La guerre du sens

Je crois qu’on a plongé la planète toute entière dans ce qui a priori ressemble à une absurdité. « On » ? peut-être un extraterrestre qui s’ennuie et qui par jeu chamboule à son grès le sens et la valeur des choses d’ici bas. Peut-être une divinité maligne mais dont l’ennui serait tout aussi épais… à moins que ce ne soit l’ennui des oligarques tout bêtement.

La fin de la préparation de la grande remise à zéro prévue pour 2030. On n’aura plus besoin de rien, on sera totalement transparents lisibles au moindre soupçon de pensée défectueuse. Le capitalisme sous un masque communiste ou le contraire, une belle et immense dictature en tous les cas. Une dictature visible cette fois qui s’affichera clairement après tant de faux semblants, ça nous changera. On saura peut-être contre quoi se bagarrer enfin.
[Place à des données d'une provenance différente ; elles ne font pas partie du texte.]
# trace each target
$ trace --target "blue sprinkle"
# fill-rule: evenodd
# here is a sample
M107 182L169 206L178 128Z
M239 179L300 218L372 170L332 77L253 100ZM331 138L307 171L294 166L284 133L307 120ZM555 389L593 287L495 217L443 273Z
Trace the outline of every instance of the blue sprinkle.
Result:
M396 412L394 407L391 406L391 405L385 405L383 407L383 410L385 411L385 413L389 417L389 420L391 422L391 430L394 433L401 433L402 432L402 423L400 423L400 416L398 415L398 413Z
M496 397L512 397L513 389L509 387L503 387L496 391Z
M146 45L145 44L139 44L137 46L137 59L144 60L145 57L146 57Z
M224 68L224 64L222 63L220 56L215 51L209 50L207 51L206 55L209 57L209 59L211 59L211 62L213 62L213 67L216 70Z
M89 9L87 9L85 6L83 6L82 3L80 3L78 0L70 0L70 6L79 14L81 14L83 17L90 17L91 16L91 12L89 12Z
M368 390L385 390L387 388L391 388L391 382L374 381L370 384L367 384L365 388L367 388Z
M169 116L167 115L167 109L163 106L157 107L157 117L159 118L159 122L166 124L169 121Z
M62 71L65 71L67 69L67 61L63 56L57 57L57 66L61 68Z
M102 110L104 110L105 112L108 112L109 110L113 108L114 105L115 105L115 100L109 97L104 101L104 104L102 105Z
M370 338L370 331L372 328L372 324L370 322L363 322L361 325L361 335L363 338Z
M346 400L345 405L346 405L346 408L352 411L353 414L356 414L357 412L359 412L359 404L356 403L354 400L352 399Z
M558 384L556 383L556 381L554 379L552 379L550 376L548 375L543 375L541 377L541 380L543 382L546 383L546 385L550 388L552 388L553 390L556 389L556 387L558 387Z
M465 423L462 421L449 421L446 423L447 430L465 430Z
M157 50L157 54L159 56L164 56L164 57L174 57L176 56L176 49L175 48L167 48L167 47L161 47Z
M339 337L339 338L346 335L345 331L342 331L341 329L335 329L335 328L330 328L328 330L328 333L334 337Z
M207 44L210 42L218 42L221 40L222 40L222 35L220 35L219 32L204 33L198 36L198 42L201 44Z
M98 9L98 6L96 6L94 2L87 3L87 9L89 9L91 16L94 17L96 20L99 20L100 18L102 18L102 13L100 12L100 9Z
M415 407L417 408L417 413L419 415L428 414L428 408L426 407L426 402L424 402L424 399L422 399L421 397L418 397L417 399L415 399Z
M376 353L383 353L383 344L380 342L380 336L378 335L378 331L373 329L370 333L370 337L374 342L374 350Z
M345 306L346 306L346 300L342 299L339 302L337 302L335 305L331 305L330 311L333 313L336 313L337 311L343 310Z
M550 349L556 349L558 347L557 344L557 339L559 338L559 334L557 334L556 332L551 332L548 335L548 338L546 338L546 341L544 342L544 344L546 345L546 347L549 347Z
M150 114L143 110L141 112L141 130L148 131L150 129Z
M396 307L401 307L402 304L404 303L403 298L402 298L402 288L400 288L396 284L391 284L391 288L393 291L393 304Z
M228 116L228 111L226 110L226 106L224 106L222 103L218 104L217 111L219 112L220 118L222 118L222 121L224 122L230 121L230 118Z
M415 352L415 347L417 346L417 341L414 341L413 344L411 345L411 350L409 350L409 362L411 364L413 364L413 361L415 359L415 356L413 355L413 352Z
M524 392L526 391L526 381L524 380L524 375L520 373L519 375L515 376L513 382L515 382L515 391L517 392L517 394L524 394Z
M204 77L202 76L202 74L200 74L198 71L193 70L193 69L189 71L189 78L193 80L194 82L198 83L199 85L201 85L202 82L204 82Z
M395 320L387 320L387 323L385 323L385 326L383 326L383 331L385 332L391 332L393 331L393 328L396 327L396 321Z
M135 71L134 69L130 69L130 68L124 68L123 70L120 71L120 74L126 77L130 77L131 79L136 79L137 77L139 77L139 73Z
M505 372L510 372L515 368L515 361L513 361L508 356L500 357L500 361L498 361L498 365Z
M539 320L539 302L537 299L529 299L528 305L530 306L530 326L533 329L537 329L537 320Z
Si toutefois l’envie de nous bagarrer résiste à cette implosion savamment orchestrée depuis déjà 10 ou 15 ans je ne sais plus vraiment quand tout à commencé.

Probablement dès le premier choc pétrolier, en fait, la première panique liée à l’argent et ces immenses profits drainées par les crises successives, les restructurations, les monopoles, toute cette dévoration des petits par les gros qui cherchent sans arrêt à grossir encore plus.
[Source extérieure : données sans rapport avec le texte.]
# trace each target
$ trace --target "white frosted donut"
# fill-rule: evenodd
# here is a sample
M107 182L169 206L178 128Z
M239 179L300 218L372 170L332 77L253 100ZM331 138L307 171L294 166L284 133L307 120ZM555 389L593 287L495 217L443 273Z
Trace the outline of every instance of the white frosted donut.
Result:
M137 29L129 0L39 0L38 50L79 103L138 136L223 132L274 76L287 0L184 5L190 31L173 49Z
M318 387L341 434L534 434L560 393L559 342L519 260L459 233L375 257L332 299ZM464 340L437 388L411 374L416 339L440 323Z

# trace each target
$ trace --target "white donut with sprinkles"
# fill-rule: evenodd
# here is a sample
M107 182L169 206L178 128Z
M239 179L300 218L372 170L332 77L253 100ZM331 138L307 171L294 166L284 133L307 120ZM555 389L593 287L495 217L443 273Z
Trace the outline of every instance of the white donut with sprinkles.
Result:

Et avec tout ça on aura inversé tous les sens, on aura inventé du sens contraire, du sens qui n’a plus de sens, du sens interdit.

La planète est arrivée à ce genre de rond point où lorsqu’on s’y engage toutes les directions sont barrées. ça peut rendre un peu dingo. Mais on peut abandonner son véhicule et partir tout à coup à travers champs, sortir de ces éternelles préoccupations que l’on nous à placées dans la cervelle pour nous lier comme des esclaves à l’utile, à la nécessité, à l’amour, à la peur.

La guerre du sens je la vois bien arriver ainsi finalement.

Dans un rond point, dans un embouteillage, dans la fatigue des impasses.

Peut-être a t’elle même déjà commencé, va donc savoir, si au moins on croyait encore à la véracité de l’information…

C’est d’ailleurs ainsi qu’ils nous divisent, par le doute, par l’ambiance du complot permanent, par la suspicion envers le sourire des enfants. Comme si on pressentait quelque chose d’atroce qui rode au fond de chacun de nous. Un épouvantail que l’on finit par se brandir tout seul comme des grands.

Il va falloir être fin, ils sont très forts les salauds. Travailler l’embuscade et l’escarmouche, assassiner en silence et devenir agile et souple, c’est surement la seule façon qu’il nous reste pour obtenir de tristes victoires dans cette nouvelle guerre, la guerre du sens.